A: Yes, you should worry. As a general rule, you should treat almost all compiler warnings as if they were errors, because they might be errors. Warnings such as
    Note: foo.java uses unchecked or unsafe operations.
    Note: Recompile with -Xlint:unchecked for details.
in particular mean that you have a construct that cannot be checked until execution time, whereas it is usually checkable at compilation time if the program is written correctly. If you do this:
        ArrayList foo = ...
instead of
        ArrayList<String> foo =
for example, you'll get a warning. You should correct all of these (our pretests often require it, for example). In almost all cases, you can correct them without a problem. For this project, you are likely to find a couple of instances in which you run into a limitation of Java and will have to use the
        @SuppressWarnings ("unchecked")
annotation before a method or constructor. In my project #2, I had two on small methods. If you have any more than that, or if you have to attach it to an entire class, you are probably doing something wrong.

The messages ask you to run javac like this:

    javac -Xlint:unchecked foo.java
as our Makefiles are set up to do. This will give you more details. In Eclipse, you should eliminate all the little yellow warning flags.


Patterns

Q: When I read the input \\(hello\\) from the terminal into a String variable and then use it as a Pattern, it does not match the String "(hello)". Why not?

A: [Kyle Wecker] The problem here is the difference between the way characters are represented inside a .java file and the way they are recognized through streams (e.g., stdin). When you are typing into a string in a .java file, in order to show that you mean '\', you must type "\\". The reason for this is that backslash is an escape character that isalso used to signal a few other characters (like '\n').

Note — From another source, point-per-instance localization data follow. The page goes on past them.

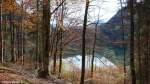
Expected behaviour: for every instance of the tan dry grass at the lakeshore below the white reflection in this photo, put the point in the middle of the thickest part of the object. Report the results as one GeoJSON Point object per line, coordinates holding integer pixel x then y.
{"type": "Point", "coordinates": [107, 75]}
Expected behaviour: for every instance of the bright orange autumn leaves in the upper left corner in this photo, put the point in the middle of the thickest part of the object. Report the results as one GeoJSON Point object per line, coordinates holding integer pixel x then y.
{"type": "Point", "coordinates": [19, 11]}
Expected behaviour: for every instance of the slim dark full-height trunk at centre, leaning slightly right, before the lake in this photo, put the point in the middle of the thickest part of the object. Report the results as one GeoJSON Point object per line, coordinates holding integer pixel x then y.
{"type": "Point", "coordinates": [83, 43]}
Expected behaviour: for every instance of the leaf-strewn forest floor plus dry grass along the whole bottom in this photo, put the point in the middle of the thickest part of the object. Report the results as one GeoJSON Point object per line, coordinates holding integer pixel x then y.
{"type": "Point", "coordinates": [24, 74]}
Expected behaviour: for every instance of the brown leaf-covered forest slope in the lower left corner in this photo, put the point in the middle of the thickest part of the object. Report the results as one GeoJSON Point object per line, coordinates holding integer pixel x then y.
{"type": "Point", "coordinates": [14, 74]}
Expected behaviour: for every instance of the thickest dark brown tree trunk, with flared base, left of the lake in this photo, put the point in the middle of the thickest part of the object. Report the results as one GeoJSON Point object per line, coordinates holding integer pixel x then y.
{"type": "Point", "coordinates": [46, 30]}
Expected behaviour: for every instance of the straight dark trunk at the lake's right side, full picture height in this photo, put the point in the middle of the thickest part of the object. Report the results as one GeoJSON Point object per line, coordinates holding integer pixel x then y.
{"type": "Point", "coordinates": [132, 58]}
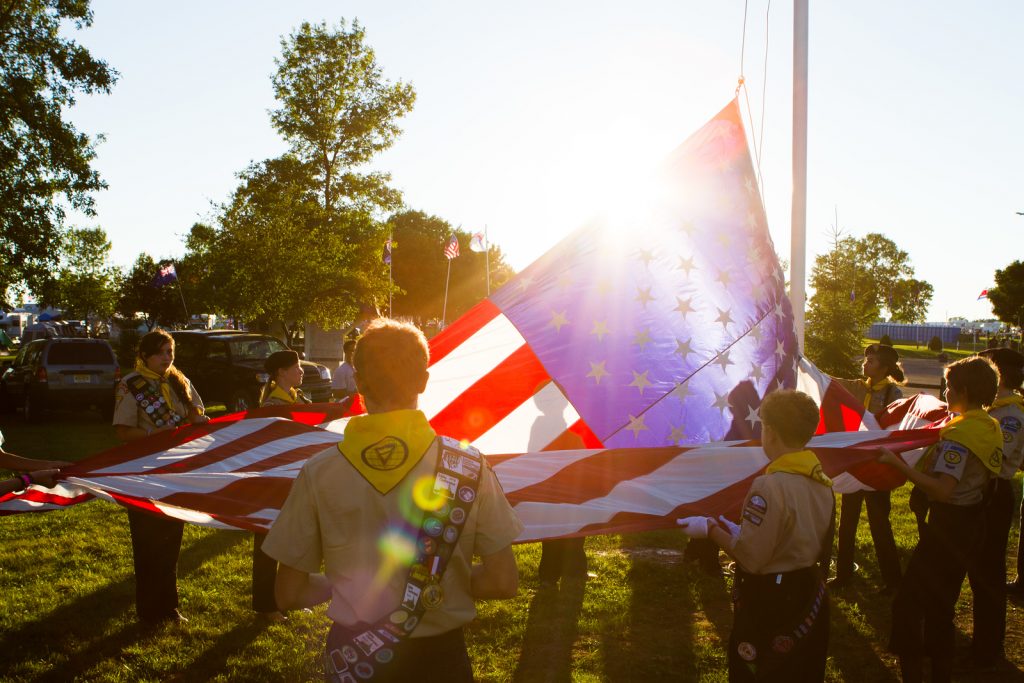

Characters in a stream or reader, on the other hand, are read verbatim, without escape sequences. So backslash is just backslash, and two backslashes are just two backslashes. So, your example is really equivalent to the Java test "(hello)".matches ("\\\\(hello\\\\)"), which is indeed false. The argument to .matches here, coming from a String literal, contains the characters backslash, backslash, left parenthesis, etc.—each pair of backslashes in the literal encodes a single backslash in the resulting String.

To make the confusion worse, backslashes have special significance in Patterns, too. So the Pattern consisting of two backslashes could be input from a file as two backslashes or else written as a String literal with four backslashes, and is interpreted by the Pattern class as matching ONE backslash!